À vontade...o prazer é nosso!

... Afinal, na vida só há espaços verdadeiros para cores, dores, amores...e muitos devaneios.































































terça-feira, 24 de agosto de 2010

Inquirição


Assim que falei seu nome, ela entrou em silêncio na sala. Eu não a conhecia de outras ocasiões, jamais a tinha visto e certamente jamais a verei novamente.
Ela entrou com a cabeça baixa, os olhos marejados e a voz tão embargada que eu quase não conseguia ouví-la, tanto que por diversas vezes eu pedia que ela repetisse, situações essas que me deixam constrangida ao perceber o constrangimento e o sofrimento dela.
Comecei a inquirí-la e perguntar se confimava os atos de agressão sofridos pela nora, praticados por seu filho. A cada pergunta que fazia ela esboçava sua dor num relato triste e comovente.
Eu percebi que ela segurava as lágrimas, tentando se conter, e tive que me esforçar muito para não me perder nas emoções daquela mulher.
Houve um momento em que ela desviou o olhar do meu, virando-se quase de costas, e respirou tão fundo que certamente todos na sala puderam ouvir. Depois voltou-se para mim e, já não podendo mais segurar as lágrimas, irrompeu em um choro abafado, pesado e cheio de culpa.
Ela relatou detalhadamente cada ato de agressão do filho e disse que depois que ele passou a se drogar ele nunca mais foi a mesma pessoa.
Cada palavra que ela dizia vinha carregada de dor, vergonha e humilhação. Houve um momento em que ela não conseguiu continuar, então me levantei, lhe ofereci um copo d'água e com voz fria e firme retomei as perguntas.
O tempo todo ela acreditou que eu estava indiferente, que não fazia nada além do meu trabalho e que tudo que ela dizia não fazia qualquer diferença para mim.
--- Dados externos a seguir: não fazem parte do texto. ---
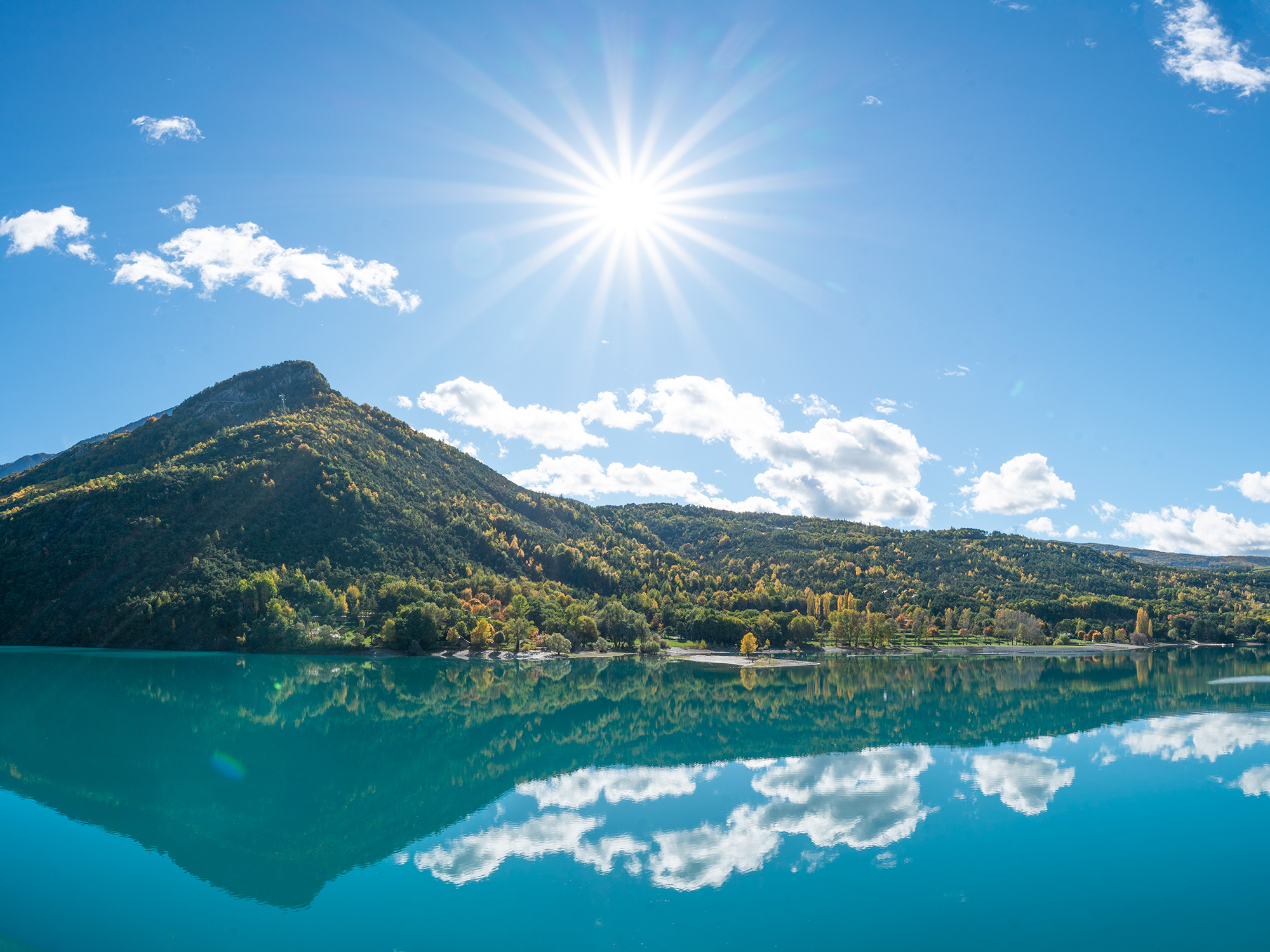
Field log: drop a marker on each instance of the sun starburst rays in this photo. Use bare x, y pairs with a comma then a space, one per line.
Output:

Mas ela não sabia [e certamente jamais saberá] que a cada olhar, a cada palavra abafada, a cada momento de silêncio meu coração partia-se numa desesperança singular. Eu sabia que aquela era apenas mais uma, entre as tantas mães, esposas, filhas, que passarão por alí e se tornarão apenas mais um número no imensurável e incorrigível mundo dos casos sem solução, das dores sem remédio, das desilusões e do fatídico rótulo de mãe, esposa, filha, de presidiário. Isso quase a fazia acreditar que sua vida estava tão perdida quanto a dele. E foi assim que um novo personagem passou rapidamente [deixando também uma marca] pela rocha viva daquela sala, sempre tão gelada e cheia de corações tão vazios pela "normalidade" dos casos.